Я знал, что она не умела читать, и закрывал свое маранье страничкой. Но и это мне надоедало. Мне завидно было, что дети дяди Антипина читают книги, и я стал воровать книги из дядина сундука, который стоял на погребе. Книги эти были старые, разрозненные, доставшиеся дяде неизвестно каким образом. Сам дядя теперь не мог читать никаких книг. Книги эти я крал таким образом: пойду на погреб за сливками или молоком и подхожу к сундуку. А что сундук этот с книжками - я узнал из того, что тетка однажды перебирала их там, отыскивая какие-то инструменты.
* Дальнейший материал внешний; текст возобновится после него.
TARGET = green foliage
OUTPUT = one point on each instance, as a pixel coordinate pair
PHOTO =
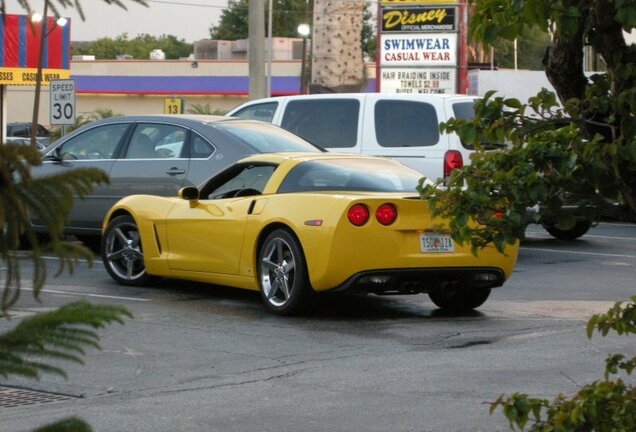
(48, 199)
(538, 163)
(531, 47)
(604, 405)
(72, 424)
(579, 148)
(62, 335)
(286, 15)
(204, 109)
(139, 47)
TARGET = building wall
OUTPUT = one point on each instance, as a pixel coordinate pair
(139, 87)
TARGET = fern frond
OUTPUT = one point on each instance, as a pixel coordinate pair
(62, 334)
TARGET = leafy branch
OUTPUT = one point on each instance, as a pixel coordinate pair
(604, 405)
(63, 334)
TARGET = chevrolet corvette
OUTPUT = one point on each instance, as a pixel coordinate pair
(292, 225)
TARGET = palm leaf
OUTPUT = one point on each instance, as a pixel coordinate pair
(47, 199)
(63, 334)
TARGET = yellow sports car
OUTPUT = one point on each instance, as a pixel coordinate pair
(295, 224)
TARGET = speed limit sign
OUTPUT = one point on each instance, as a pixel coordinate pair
(62, 102)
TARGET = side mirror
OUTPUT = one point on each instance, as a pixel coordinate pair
(189, 193)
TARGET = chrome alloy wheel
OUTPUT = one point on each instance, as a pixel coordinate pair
(278, 271)
(122, 252)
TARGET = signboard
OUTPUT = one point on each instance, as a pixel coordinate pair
(422, 46)
(62, 110)
(20, 50)
(419, 19)
(418, 80)
(409, 2)
(173, 106)
(419, 50)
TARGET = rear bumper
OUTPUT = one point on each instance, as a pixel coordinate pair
(422, 280)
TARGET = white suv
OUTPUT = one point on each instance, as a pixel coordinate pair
(403, 127)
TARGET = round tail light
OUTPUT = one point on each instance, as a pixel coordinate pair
(386, 214)
(358, 214)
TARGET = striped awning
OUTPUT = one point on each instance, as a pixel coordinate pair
(20, 48)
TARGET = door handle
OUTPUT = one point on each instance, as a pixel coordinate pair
(175, 171)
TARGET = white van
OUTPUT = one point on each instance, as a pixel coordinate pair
(403, 127)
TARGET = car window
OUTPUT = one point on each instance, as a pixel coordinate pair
(329, 123)
(18, 130)
(262, 137)
(350, 175)
(245, 181)
(263, 112)
(96, 143)
(400, 123)
(156, 141)
(201, 149)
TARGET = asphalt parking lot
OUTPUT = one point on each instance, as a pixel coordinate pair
(198, 357)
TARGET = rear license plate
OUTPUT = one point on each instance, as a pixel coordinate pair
(436, 242)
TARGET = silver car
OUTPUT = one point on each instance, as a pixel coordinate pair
(155, 154)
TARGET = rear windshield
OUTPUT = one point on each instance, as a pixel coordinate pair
(400, 123)
(350, 175)
(265, 138)
(329, 123)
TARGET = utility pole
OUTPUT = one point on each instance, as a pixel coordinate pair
(256, 48)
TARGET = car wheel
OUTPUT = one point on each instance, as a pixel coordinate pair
(579, 229)
(91, 242)
(122, 254)
(282, 274)
(458, 299)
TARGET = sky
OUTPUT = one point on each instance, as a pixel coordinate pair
(186, 19)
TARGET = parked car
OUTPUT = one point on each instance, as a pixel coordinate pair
(291, 225)
(403, 127)
(155, 155)
(25, 141)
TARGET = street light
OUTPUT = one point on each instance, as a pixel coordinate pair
(303, 30)
(41, 18)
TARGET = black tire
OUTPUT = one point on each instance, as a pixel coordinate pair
(458, 299)
(578, 230)
(282, 274)
(122, 254)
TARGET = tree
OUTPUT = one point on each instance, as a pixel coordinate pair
(582, 150)
(139, 47)
(608, 404)
(531, 46)
(62, 334)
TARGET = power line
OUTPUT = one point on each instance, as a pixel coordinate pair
(177, 3)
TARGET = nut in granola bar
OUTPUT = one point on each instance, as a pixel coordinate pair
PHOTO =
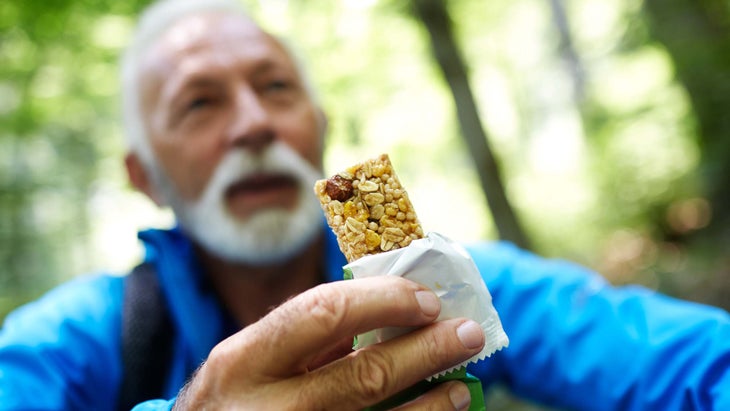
(368, 209)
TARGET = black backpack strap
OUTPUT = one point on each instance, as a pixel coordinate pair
(147, 336)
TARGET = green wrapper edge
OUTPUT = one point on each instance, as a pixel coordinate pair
(473, 383)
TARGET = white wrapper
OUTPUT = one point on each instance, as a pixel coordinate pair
(446, 268)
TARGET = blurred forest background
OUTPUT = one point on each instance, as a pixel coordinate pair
(599, 129)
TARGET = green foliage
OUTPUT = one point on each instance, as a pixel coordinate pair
(603, 176)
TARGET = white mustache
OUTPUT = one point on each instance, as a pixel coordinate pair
(242, 164)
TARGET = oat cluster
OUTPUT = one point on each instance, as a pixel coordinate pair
(368, 209)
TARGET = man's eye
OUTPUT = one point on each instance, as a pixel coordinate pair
(198, 103)
(278, 85)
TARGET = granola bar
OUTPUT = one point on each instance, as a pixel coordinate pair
(368, 209)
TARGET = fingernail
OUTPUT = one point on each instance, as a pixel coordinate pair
(459, 396)
(430, 304)
(470, 334)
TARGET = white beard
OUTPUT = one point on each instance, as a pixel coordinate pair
(268, 236)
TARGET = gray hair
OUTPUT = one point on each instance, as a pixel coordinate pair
(153, 23)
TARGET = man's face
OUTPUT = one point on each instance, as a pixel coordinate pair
(236, 137)
(215, 83)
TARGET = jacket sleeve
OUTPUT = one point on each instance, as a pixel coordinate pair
(580, 343)
(62, 351)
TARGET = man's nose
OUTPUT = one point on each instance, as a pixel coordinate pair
(251, 126)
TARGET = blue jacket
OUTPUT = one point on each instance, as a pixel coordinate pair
(575, 341)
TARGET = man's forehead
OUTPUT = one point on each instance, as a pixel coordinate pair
(204, 33)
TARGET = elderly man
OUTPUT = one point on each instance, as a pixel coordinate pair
(223, 128)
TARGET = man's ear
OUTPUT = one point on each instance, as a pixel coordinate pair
(137, 174)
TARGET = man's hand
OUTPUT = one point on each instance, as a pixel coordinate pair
(285, 360)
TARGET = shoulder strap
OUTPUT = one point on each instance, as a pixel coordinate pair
(147, 335)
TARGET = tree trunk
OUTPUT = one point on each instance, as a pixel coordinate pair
(696, 34)
(436, 19)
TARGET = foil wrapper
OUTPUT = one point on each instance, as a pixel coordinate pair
(445, 267)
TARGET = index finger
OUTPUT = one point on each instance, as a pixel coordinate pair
(283, 342)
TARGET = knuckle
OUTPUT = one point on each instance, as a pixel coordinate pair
(373, 371)
(326, 307)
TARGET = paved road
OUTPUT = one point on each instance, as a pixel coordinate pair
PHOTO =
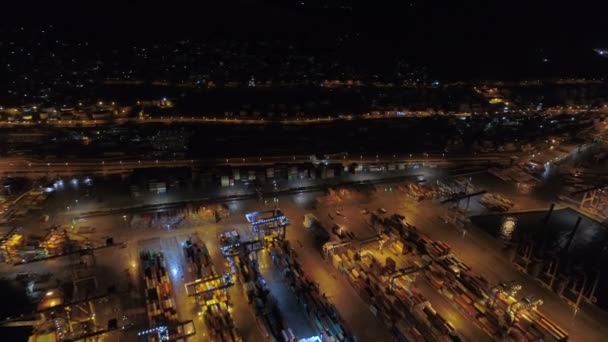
(12, 166)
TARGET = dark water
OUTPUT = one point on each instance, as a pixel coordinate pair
(588, 250)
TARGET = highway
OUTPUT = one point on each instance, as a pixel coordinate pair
(28, 167)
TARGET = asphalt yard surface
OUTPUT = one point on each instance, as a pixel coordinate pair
(475, 248)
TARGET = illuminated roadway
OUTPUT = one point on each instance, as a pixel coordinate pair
(14, 166)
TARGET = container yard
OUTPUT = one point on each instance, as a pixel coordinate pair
(160, 305)
(495, 310)
(210, 291)
(319, 311)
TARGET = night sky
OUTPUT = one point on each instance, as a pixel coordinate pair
(454, 39)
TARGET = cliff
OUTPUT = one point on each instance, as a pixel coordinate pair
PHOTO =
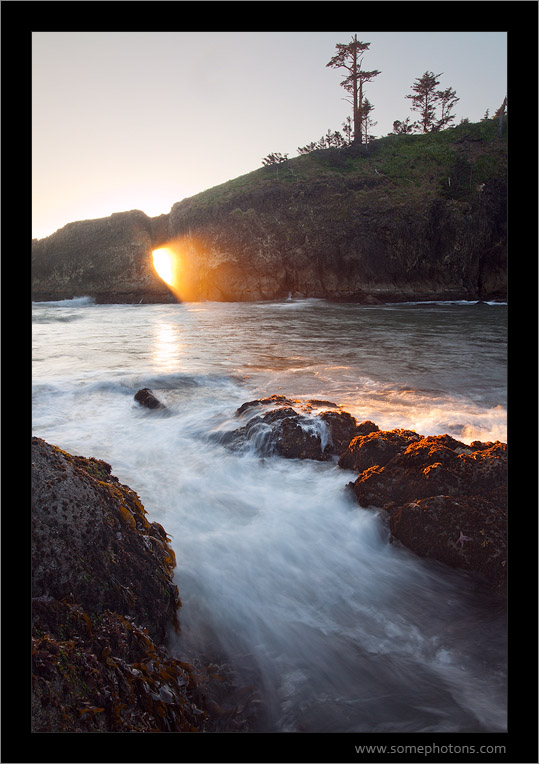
(408, 217)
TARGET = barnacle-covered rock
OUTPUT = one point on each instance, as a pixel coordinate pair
(92, 542)
(103, 605)
(295, 429)
(445, 500)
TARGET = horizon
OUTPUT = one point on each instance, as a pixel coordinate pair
(118, 131)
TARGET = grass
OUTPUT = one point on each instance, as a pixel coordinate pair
(451, 162)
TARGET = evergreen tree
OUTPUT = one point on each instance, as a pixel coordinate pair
(400, 128)
(424, 99)
(447, 99)
(350, 58)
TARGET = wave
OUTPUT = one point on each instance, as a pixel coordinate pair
(73, 302)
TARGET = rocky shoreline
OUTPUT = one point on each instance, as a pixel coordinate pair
(104, 603)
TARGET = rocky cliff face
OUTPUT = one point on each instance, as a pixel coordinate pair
(414, 217)
(108, 259)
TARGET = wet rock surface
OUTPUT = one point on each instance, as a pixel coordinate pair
(146, 398)
(104, 606)
(283, 430)
(445, 500)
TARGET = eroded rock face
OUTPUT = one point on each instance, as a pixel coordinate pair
(330, 226)
(108, 259)
(103, 602)
(146, 398)
(282, 430)
(445, 500)
(91, 542)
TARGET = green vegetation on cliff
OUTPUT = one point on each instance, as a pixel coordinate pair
(406, 217)
(451, 163)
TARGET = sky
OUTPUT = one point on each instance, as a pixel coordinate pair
(142, 120)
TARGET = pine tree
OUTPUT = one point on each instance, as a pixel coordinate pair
(447, 99)
(425, 99)
(350, 58)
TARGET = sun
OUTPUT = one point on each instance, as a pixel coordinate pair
(163, 262)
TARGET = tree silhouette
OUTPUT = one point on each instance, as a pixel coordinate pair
(425, 99)
(350, 58)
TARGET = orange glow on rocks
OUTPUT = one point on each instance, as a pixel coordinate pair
(163, 262)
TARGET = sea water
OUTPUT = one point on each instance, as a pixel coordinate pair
(280, 572)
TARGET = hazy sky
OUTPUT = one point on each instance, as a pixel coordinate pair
(141, 120)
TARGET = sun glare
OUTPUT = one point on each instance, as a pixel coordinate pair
(163, 261)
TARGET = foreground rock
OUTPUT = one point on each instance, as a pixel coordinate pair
(446, 500)
(146, 398)
(283, 431)
(103, 605)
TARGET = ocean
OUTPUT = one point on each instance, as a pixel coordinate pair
(281, 574)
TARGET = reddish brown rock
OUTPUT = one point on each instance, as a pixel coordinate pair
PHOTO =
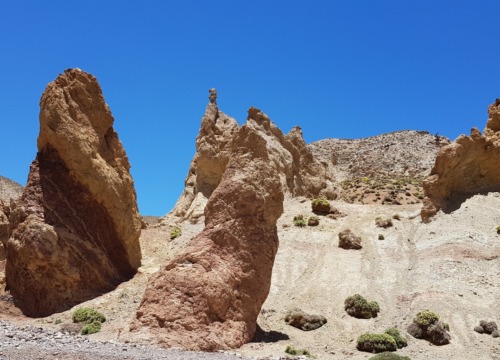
(78, 227)
(208, 298)
(466, 167)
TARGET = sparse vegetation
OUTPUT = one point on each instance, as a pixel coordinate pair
(92, 319)
(91, 328)
(376, 343)
(347, 240)
(175, 232)
(401, 342)
(426, 325)
(313, 221)
(383, 222)
(320, 206)
(299, 221)
(88, 315)
(292, 351)
(389, 356)
(358, 307)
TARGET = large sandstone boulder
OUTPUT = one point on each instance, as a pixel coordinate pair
(468, 166)
(208, 298)
(77, 225)
(301, 174)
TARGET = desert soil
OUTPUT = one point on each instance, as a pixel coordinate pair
(450, 266)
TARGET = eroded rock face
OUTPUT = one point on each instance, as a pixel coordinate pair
(301, 174)
(466, 167)
(76, 225)
(208, 298)
(213, 149)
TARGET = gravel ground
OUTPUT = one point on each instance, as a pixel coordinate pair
(31, 342)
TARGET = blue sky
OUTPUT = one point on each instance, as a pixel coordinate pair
(343, 69)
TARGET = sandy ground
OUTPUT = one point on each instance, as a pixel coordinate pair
(450, 266)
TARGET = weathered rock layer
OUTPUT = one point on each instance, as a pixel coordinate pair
(468, 166)
(209, 297)
(77, 225)
(301, 174)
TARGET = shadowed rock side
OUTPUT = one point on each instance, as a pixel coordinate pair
(468, 166)
(208, 298)
(9, 190)
(213, 149)
(76, 227)
(300, 172)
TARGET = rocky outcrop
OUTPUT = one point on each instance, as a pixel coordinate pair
(301, 174)
(76, 226)
(213, 149)
(466, 167)
(208, 298)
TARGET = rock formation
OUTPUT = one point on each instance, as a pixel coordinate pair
(208, 297)
(301, 174)
(213, 149)
(76, 225)
(4, 229)
(466, 167)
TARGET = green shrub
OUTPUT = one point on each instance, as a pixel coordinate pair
(313, 221)
(426, 325)
(299, 221)
(292, 351)
(320, 205)
(91, 328)
(360, 308)
(425, 318)
(175, 233)
(389, 356)
(401, 342)
(376, 343)
(88, 315)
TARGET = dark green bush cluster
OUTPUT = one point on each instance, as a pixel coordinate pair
(299, 221)
(91, 318)
(389, 356)
(376, 343)
(360, 308)
(292, 351)
(401, 342)
(426, 325)
(320, 206)
(390, 340)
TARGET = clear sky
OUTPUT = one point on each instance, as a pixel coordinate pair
(339, 69)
Если в погребе нет никого, я прежде всего подбегаю к сундуку, и если на него ничего не поставлено, тотчас отпираю крышку и вытаскиваю такую книгу, какая попадется под руку. Тетка не могла понять, что я так долго делаю в погребе, а я говорил ей что-нибудь такое, за что она ограничивалась только одною бранью. Читал я секретно таким же образом, как и рисовал секретно: и дядя, и тетка долго не знали, чем я занимаюсь в углу. Читал я все, что попадалось, с любопытством, хотя из этих книг я очень мало мог приобрести для ума и много в них не понимал. Антипин говорил дяде, что мне не мешает читать книги, и эти книги может дать мне его сын, но дядя сердился, говоря: "Ему нужно уроки учить, а не книжки читать". Дядя рассудил так об этом потому, что был убежден, что читать книги есть праздность. Тетка же была такого мнения, что можно читать только божественное, но и с этим дядя редко соглашался; и если тетка заставляла меня читать какие-нибудь проповеди, взятые ею у какой-нибудь знакомой, дядя гнал нас из комнаты, говоря, что мы мешаем ему. Каково же было удивление дяди и тетки, когда они узнали, что я таскаю книги из сундука! Тетка меня сама застала на практике. И была же мне хорошая баня после этого, и хотя за мной строго следили, чтобы я не читал ничего постороннего, кроме арифметики и катехизиса, и не одну книгу бросили в печку, я все-таки продолжал читать тайком.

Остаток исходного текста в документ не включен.